In response to the increasing focus on stealing identities by cyber attackers, companies are being urged to embrace zero trust principles and carefully verify user identities, according to DirectDefense.
Researchers at the organization have conducted a thorough analysis of thousands of alerts, aligning them with the MITRE ATT&CK framework, which serves as a comprehensive knowledge base of adversary tactics and techniques based on real-world observations.
Among the top five attack tactics identified, initial access emerged as the most prevalent adversarial tactic, accounting for over 27% of escalated alerts. Threat actors in 2024 consistently exploited valid accounts to gain unauthorized access to systems, often by utilizing stolen credentials.
In addition, adversaries are increasingly prioritizing persistence within compromised networks to maintain access despite detection efforts, with persistence tactics being utilized in 17% of escalated cases.
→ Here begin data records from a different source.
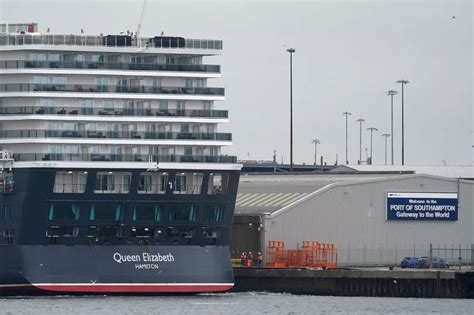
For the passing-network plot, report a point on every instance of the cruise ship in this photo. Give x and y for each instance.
(112, 175)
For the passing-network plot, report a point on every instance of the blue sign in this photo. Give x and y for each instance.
(422, 206)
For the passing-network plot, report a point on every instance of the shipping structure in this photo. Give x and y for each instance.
(112, 175)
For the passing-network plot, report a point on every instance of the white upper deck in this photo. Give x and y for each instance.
(26, 36)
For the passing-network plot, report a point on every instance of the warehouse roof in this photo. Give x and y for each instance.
(268, 193)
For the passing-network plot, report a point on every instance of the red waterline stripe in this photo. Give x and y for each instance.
(136, 288)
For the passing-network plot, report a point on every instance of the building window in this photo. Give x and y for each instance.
(214, 213)
(7, 211)
(105, 211)
(63, 211)
(183, 213)
(147, 212)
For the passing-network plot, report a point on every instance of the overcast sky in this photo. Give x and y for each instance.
(348, 54)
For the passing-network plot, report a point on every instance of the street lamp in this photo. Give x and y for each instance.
(371, 129)
(360, 120)
(291, 51)
(386, 135)
(403, 82)
(316, 142)
(391, 93)
(347, 114)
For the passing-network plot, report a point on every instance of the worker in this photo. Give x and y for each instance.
(243, 259)
(249, 260)
(260, 260)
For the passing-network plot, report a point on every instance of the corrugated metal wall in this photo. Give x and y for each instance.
(353, 216)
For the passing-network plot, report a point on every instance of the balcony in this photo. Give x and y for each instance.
(90, 134)
(105, 111)
(22, 64)
(125, 158)
(87, 88)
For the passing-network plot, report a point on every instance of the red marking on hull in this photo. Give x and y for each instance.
(142, 288)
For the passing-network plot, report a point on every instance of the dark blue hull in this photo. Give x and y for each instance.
(115, 269)
(39, 254)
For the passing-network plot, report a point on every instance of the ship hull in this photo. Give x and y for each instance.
(114, 269)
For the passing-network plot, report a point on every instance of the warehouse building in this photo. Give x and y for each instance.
(373, 219)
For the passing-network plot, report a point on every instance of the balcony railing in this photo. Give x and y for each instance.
(105, 111)
(22, 64)
(85, 88)
(101, 41)
(125, 158)
(41, 133)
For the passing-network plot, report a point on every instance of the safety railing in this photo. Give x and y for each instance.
(105, 111)
(41, 133)
(25, 64)
(89, 88)
(124, 158)
(101, 41)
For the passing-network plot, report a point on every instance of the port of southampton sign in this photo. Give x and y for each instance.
(422, 206)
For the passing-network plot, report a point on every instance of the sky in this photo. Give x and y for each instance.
(348, 55)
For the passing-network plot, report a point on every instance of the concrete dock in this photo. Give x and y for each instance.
(358, 282)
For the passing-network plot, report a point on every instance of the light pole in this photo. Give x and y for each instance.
(291, 51)
(316, 142)
(360, 120)
(347, 114)
(386, 135)
(391, 93)
(403, 82)
(371, 129)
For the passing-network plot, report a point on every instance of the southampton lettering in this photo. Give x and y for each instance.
(145, 260)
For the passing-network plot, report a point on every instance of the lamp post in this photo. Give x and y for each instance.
(386, 135)
(403, 82)
(360, 120)
(316, 142)
(391, 93)
(291, 51)
(347, 114)
(371, 129)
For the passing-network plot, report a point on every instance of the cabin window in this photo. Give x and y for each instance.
(64, 211)
(152, 183)
(7, 211)
(183, 213)
(70, 181)
(104, 211)
(214, 213)
(112, 182)
(65, 231)
(147, 212)
(188, 183)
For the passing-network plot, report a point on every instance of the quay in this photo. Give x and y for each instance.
(357, 282)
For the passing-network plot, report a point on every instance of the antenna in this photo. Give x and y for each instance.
(140, 23)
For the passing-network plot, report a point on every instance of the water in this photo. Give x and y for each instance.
(232, 303)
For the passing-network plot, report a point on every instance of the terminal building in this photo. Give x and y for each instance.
(373, 217)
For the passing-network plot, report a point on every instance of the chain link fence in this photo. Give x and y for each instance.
(456, 255)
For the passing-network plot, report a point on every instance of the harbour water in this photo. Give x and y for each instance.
(235, 303)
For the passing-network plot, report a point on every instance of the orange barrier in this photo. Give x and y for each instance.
(312, 255)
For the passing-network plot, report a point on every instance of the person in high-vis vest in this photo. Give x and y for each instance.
(249, 259)
(260, 260)
(243, 259)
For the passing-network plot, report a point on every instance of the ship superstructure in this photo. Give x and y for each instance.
(113, 178)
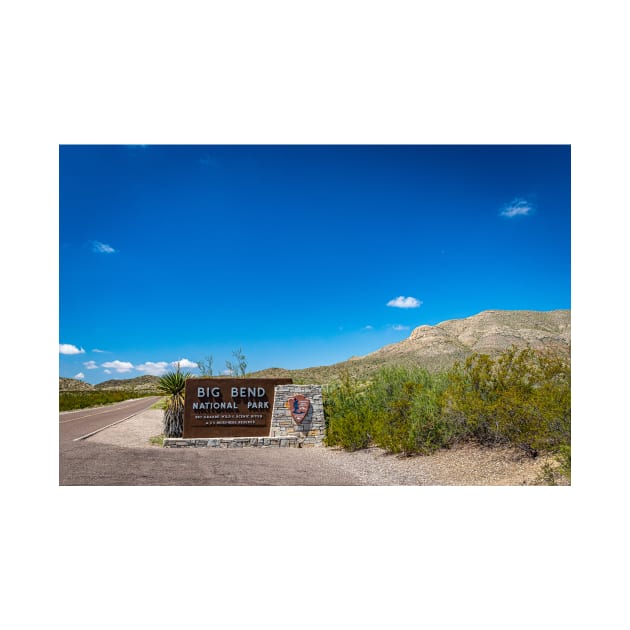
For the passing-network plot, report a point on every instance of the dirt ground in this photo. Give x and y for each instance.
(123, 455)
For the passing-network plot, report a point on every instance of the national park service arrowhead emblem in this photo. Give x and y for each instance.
(298, 405)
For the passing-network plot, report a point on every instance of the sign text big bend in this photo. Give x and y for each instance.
(229, 407)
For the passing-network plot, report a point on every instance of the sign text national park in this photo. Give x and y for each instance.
(229, 407)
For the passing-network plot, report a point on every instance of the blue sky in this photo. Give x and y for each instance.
(298, 255)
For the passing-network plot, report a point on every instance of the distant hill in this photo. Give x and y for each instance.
(435, 348)
(438, 347)
(73, 385)
(137, 384)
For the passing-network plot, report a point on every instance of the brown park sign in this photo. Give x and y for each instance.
(229, 407)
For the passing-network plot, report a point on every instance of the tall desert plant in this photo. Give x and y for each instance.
(173, 385)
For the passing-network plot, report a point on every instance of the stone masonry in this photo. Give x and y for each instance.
(313, 428)
(285, 432)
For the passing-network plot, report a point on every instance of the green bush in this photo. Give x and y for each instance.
(405, 408)
(520, 398)
(347, 418)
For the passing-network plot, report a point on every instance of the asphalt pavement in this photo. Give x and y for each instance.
(82, 422)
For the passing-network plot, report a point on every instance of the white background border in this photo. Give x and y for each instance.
(288, 72)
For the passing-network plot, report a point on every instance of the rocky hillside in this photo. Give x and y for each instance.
(73, 385)
(438, 347)
(137, 384)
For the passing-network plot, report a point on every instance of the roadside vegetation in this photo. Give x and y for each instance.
(84, 399)
(520, 398)
(173, 386)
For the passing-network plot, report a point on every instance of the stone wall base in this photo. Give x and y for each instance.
(288, 441)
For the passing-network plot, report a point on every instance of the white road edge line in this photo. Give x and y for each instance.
(87, 435)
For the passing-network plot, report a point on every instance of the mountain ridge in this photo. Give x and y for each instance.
(434, 347)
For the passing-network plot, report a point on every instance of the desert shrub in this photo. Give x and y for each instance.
(406, 411)
(347, 421)
(521, 398)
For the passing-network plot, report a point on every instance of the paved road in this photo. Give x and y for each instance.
(89, 463)
(74, 424)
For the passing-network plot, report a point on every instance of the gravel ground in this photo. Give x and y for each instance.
(463, 465)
Lateral movement, which involves moving laterally within a compromised network to escalate privileges and access sensitive data, accounted for 10% of escalated alerts. Adversaries also focused on execution tactics, such as running malicious code within an environment to expand access or impact business operations, with malicious file execution being a commonly exploited technique.
Moreover, credential access tactics, including stealing or cracking authentication credentials to escalate privileges or facilitate further attacks, were observed in 6% of escalated cases, with brute force attacks being a prominent technique.
As ransomware timelines have significantly shrunk to mere hours, threat actors have become more efficient in deploying ransomware, with some incidents occurring in as few as six hours. This heightened speed from initial access to full control of a domain environment poses a significant challenge for organizations, as they struggle to respond effectively within such short timeframes.
Notably, attackers have expanded their targets to include industries previously considered off-limits, such as healthcare, utilities, and critical infrastructures. The increased deployment of AI by threat actors has further complicated the cybersecurity landscape, with AI now being utilized to bypass traditional detection methods and enhance social engineering tactics.
In light of these evolving threats, companies must reassess their cybersecurity strategies and remain vigilant in adapting to the changing tactics employed by malicious actors. By staying ahead of the curve and anticipating potential threats, organizations can better protect their systems and data from cyber attacks.